As of 15 April 2016, Polish examination system for granting trademark protection rights was changed  into the opposition system. The full examination system was changed into the opposition system with no ex officio examination of the relative grounds for refusal.

The new registration procedure may be divided into the following steps: The first step is the formal examination. Once filed, the PPO will examine the trademark application only in terms of formal issues. At the same time the application will be published in the PPO official database.  Third parties may file remarks based on the absolute ground of refusal from the publication date up to the registration date. After that the essential examination takes part.  PPO will examine the absolute grounds for refusal, without checking potential collisions with prior trademarks. If the PPO decides, for example, that the applied sign may not be a trademark, is devoid of a sufficiently distinctive nature or was applied in bad faith, it will dismiss the application. If no absolute ground of refusal is found, the trademark application will be published in the Polish Patent Office Bulletin (approx. 2 months from the filing of the application). If no opposition is filed or the opposition was dismissed, the decision on granting the protection should be issued.

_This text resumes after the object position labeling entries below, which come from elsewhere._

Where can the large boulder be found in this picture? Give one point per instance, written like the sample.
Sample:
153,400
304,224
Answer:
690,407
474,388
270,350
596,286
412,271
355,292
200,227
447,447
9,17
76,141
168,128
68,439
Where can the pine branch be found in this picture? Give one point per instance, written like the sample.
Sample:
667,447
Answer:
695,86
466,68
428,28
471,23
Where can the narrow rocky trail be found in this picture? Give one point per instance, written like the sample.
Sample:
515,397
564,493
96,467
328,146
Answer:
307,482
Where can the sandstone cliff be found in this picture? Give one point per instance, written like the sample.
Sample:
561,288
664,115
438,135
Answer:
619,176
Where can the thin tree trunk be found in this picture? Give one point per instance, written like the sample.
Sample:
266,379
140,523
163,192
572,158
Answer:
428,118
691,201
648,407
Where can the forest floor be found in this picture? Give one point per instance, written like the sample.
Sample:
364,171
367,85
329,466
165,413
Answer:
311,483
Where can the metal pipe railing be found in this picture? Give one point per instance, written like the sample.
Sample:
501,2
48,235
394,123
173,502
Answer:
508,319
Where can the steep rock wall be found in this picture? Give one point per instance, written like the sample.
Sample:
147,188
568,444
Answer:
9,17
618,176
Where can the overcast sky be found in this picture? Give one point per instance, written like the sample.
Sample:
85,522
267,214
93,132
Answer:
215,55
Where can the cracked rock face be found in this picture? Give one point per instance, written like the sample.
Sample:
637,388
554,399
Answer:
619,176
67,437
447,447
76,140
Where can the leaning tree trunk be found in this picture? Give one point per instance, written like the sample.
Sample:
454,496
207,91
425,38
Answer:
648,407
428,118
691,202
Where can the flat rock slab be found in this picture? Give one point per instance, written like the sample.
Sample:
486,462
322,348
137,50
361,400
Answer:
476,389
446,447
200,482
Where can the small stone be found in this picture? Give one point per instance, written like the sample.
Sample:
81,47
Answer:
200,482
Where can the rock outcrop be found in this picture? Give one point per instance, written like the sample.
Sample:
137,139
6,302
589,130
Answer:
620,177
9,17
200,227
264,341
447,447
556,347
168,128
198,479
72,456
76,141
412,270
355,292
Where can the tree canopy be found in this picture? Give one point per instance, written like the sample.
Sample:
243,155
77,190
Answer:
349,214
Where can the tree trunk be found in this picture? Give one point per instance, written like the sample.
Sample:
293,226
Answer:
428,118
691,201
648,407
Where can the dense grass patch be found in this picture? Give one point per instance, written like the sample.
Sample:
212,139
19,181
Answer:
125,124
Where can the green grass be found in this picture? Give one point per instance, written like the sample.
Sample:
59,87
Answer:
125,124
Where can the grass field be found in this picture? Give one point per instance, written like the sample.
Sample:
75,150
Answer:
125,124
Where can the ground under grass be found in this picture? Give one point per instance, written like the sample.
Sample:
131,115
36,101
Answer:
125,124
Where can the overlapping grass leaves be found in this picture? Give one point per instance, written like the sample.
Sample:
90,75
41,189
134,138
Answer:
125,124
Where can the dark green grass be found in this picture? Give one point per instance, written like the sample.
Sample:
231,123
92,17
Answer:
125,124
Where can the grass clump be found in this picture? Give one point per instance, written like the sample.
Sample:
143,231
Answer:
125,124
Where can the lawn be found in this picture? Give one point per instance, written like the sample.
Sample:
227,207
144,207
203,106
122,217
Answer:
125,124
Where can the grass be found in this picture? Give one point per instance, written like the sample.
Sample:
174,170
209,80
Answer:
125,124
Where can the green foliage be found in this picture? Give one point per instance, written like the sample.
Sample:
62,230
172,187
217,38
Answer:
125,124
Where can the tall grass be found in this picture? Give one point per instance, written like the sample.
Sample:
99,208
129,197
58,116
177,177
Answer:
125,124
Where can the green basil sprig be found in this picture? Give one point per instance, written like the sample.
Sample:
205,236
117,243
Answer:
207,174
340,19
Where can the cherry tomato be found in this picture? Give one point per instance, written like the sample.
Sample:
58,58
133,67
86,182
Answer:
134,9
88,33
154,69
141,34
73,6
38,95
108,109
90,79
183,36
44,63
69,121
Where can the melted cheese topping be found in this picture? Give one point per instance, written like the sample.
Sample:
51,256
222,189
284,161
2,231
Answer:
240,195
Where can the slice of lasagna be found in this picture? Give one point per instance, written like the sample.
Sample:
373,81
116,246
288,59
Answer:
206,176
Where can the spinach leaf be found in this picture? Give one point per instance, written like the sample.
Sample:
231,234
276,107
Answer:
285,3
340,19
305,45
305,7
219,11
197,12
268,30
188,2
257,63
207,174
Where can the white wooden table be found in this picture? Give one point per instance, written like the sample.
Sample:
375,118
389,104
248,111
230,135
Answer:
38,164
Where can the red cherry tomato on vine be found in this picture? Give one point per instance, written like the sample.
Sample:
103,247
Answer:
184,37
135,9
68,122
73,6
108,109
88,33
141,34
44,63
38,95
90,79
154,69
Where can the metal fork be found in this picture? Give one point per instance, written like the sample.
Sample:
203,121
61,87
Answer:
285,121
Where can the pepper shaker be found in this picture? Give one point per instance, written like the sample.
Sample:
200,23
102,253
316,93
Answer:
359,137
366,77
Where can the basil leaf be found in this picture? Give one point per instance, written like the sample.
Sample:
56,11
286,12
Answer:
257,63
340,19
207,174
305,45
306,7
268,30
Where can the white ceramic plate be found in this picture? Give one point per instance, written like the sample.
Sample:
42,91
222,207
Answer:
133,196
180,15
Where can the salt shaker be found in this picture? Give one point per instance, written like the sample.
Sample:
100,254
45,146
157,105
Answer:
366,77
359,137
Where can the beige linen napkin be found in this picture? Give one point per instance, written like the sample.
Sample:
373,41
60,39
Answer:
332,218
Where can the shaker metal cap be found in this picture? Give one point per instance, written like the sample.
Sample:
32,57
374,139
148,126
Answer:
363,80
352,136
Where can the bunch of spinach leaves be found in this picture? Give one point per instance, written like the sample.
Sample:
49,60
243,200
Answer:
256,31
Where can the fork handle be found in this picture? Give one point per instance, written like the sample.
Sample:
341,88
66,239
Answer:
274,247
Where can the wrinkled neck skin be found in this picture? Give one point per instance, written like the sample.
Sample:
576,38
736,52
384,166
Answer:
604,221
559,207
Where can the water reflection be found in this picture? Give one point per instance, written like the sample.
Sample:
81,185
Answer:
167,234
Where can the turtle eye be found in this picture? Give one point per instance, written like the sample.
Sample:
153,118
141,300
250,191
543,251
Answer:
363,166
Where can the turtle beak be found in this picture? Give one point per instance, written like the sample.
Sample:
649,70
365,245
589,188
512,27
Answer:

Third parties may file an opposition within 3 months of the Polish Patent Office Bulletin’s publication. The opposition procedure is separate from the main application proceeding and requires a separate decision. The main rules of the new opposition system may be described as follows:

  1. The opposition motion should indicate the application against which the opposition is entered and the earlier trademarks, which are the bases of the opposition;
  2. The opposition fee in the amount of PLN 600 (approx. EUR 150) should be paid;
  3. The opposition may be based just on the relative grounds of refusal;
  4. The PPO will notify the applicant about the filing of an opposition without delay;
  5. The PPO will set a 2 month cooling off period which may be extended to 6 months, which will precede the actual inter partes phase and will be a chance for the amicable resolution of the dispute;
  6. If no agreement is concluded within the cooling off period, the written phase starts and the case will be decided upon by the PPO. The PPO will instruct the applicant to respond to the opposition within the prescribed period, addressing charges, facts, and evidence;
  7. The applicant has the right (no obligation) to file a defence, where a non-use charge against the earlier trademark on which the opposition was based may be raised. If the non-use complaint is justified, the PPO will dismiss the opposition.
  8. The defence is forwarded to the opponent, who has the right to file a reply to the applicant’s defence and present new evidence within the prescribed period;
  9. The applicant has the right to respond to the opponent’s writ within the period prescribed by the PPO;
  10. During the written phase, all evidence must be presented with the first writ so as not to be dismissed;
  11. After the opposition examination, the PPO will issue a decision dismissing the opposition or recognising it in whole or in part. If the PPO accepts the opposition as justified, the trademark application will be dismissed.
  12. The party that does not accept the PPO’s decision, may file a motion for the re-examination of the case. The new facts or evidence may be presented only if the party proves that it was not possible to present the evidence earlier or there was no need to present it earlier. The board of appeal will examine the decision; the outcome may be appealed to the administrative court.

The opposition which: (i) is not filed on time; or (ii) does not name the trade mark application being opposed; or (iii) does not mention the earlier right; should be left non-examined by the PPO. If the opposition does not meet the formal requirements, the PPO will set a time limit in which the opposing party is obliged to address the deficiencies, on penalty of the procedure’s discontinuation.

In Poland there is no formula to file the notice of opposition. The opposition is a regular writ starting the procedure where all the facts, statements and evidence should be included. As the PPO is bound by the legal and factual basis of the opposition, it is very important to provide the Office with relevant argumentation and evidence.

The opposing party should provide the PPO with arguments and evidence in the opposition motion. This means that the opponent should gather all evidence at the beginning of the case. Bearing in mind that all the documents must be translated into Polish, this may be very costly, especially with renown trademarks. It should also be noticed that in the situation in which there is no agreement during the cooling-off period and applicant will file no defence, the opposition motion may be the only writ in the written phase of the opposition proceedings. The new regulation does not ensure the opponent the possibility to file an additional writ to complete its statement. The PPO may, but is not obliged to, ask the opponent for any additional writ or evidence. Therefore, if (i) the opposition does not include full argumentation and evidence, (ii) there is no agreement and (iii) the applicant does not file any written defence; there is a risk that the PPO will make a decision based on the incomplete opposition motion. To avoid such situations, in most cases the PPO has a practice that in the situation in which an applicant files no defence, the PPO will call the opponent to complete the argumentation and evidence of the opposition motion. As there is no statutory obligation, it seems to be safer to file an opposition motion with full argumentation and evidence.